2. Nach alledem ist die Klage mit der Kostenfolge aus § 154 Abs. 1 VwGO abzuweisen.

Die Entscheidung über die vorläufige Vollstreckbarkeit folgt aus § 167 VwGO i. V. m. §§ 708 ff. ZPO.

Rechtsmittelbelehrung:

Gegen dieses Urteil steht den Beteiligten die Berufung zu, wenn sie vom Bayerischen Verwaltungsgerichtshof zugelassen wird. Die Zulassung der Berufung ist innerhalb eines Monats nach Zustellung des vollständigen Urteils beim Bayerischen Verwaltungsgericht Augsburg, Hausanschrift: Kornhausgasse 4, 86152 Augsburg, oder Postfachanschrift: Postfach 11 23 43, 86048 Augsburg, schriftlich zu beantragen.

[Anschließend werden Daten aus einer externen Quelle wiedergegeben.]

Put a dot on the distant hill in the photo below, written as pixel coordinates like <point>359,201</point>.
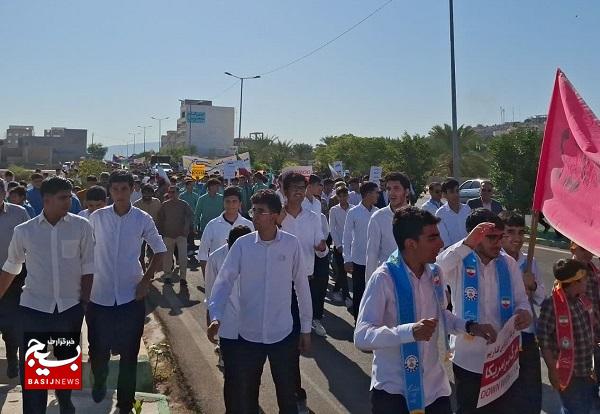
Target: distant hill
<point>122,149</point>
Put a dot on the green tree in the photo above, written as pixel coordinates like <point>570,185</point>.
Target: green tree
<point>97,151</point>
<point>514,162</point>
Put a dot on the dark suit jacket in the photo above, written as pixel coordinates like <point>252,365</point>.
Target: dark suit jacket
<point>477,203</point>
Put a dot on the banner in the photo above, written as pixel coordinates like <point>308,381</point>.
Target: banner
<point>375,174</point>
<point>305,170</point>
<point>568,178</point>
<point>501,366</point>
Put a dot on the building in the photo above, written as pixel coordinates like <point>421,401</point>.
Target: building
<point>58,145</point>
<point>208,128</point>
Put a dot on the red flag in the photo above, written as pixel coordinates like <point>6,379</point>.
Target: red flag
<point>567,188</point>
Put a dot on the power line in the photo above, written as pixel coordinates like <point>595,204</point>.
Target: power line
<point>312,52</point>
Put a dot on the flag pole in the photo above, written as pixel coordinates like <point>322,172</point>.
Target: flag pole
<point>535,217</point>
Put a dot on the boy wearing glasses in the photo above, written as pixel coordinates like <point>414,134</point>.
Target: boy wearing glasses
<point>528,387</point>
<point>487,288</point>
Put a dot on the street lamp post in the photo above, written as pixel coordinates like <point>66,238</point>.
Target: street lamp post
<point>144,128</point>
<point>455,143</point>
<point>134,134</point>
<point>241,78</point>
<point>159,127</point>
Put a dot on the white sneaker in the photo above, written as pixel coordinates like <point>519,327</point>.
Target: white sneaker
<point>318,328</point>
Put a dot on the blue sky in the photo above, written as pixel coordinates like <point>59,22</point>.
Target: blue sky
<point>108,66</point>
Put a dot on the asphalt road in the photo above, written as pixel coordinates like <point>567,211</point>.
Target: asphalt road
<point>336,375</point>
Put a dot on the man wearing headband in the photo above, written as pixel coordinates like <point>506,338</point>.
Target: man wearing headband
<point>567,335</point>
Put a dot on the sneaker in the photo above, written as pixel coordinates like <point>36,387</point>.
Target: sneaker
<point>337,296</point>
<point>302,407</point>
<point>318,328</point>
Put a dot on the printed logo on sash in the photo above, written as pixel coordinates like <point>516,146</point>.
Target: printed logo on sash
<point>411,363</point>
<point>471,293</point>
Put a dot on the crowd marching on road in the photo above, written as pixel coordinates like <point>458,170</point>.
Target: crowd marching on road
<point>422,284</point>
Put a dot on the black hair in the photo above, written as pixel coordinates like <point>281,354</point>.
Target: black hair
<point>55,184</point>
<point>367,188</point>
<point>292,178</point>
<point>409,222</point>
<point>483,215</point>
<point>512,218</point>
<point>233,190</point>
<point>268,198</point>
<point>449,184</point>
<point>96,193</point>
<point>565,269</point>
<point>237,232</point>
<point>120,176</point>
<point>398,176</point>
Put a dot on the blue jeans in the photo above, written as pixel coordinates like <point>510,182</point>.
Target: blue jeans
<point>577,397</point>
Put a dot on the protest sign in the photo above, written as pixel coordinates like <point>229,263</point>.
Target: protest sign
<point>375,174</point>
<point>501,366</point>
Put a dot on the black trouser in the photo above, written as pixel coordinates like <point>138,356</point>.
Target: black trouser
<point>244,362</point>
<point>67,321</point>
<point>467,393</point>
<point>295,368</point>
<point>358,287</point>
<point>341,278</point>
<point>386,403</point>
<point>118,328</point>
<point>318,285</point>
<point>527,389</point>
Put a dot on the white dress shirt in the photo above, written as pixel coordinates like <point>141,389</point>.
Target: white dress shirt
<point>540,293</point>
<point>377,329</point>
<point>469,352</point>
<point>216,232</point>
<point>353,239</point>
<point>307,227</point>
<point>315,205</point>
<point>117,252</point>
<point>56,258</point>
<point>337,218</point>
<point>452,226</point>
<point>264,272</point>
<point>431,206</point>
<point>380,239</point>
<point>354,197</point>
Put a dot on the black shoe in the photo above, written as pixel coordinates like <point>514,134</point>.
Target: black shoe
<point>98,392</point>
<point>12,370</point>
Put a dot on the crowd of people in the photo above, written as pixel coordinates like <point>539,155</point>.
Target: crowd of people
<point>411,277</point>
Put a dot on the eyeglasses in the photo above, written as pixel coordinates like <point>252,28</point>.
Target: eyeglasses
<point>254,212</point>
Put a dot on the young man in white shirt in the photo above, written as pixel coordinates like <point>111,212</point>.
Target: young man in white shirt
<point>354,241</point>
<point>266,265</point>
<point>116,313</point>
<point>528,387</point>
<point>217,230</point>
<point>380,240</point>
<point>306,226</point>
<point>487,287</point>
<point>407,336</point>
<point>453,214</point>
<point>337,219</point>
<point>58,249</point>
<point>435,198</point>
<point>95,198</point>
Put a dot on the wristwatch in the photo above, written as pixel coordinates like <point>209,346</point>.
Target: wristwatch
<point>468,325</point>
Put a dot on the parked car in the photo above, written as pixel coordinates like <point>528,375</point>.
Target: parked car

Der Antrag muss das angefochtene Urteil bezeichnen. Innerhalb von zwei Monaten nach Zustellung des vollständigen Urteils sind die Gründe darzulegen, aus denen die Berufung zuzulassen ist. Die Begründung ist, soweit sie nicht bereits mit dem Antrag vorgelegt worden ist, beim Bayerischen Verwaltungsgerichtshof, Hausanschrift in München: Ludwigstr. 23, 80539 München, oder Postfachanschrift in München: Postfach 34 01 48, München, Hausanschrift in Ansbach: Montgelasplatz 1, 91522 Ansbach einzureichen.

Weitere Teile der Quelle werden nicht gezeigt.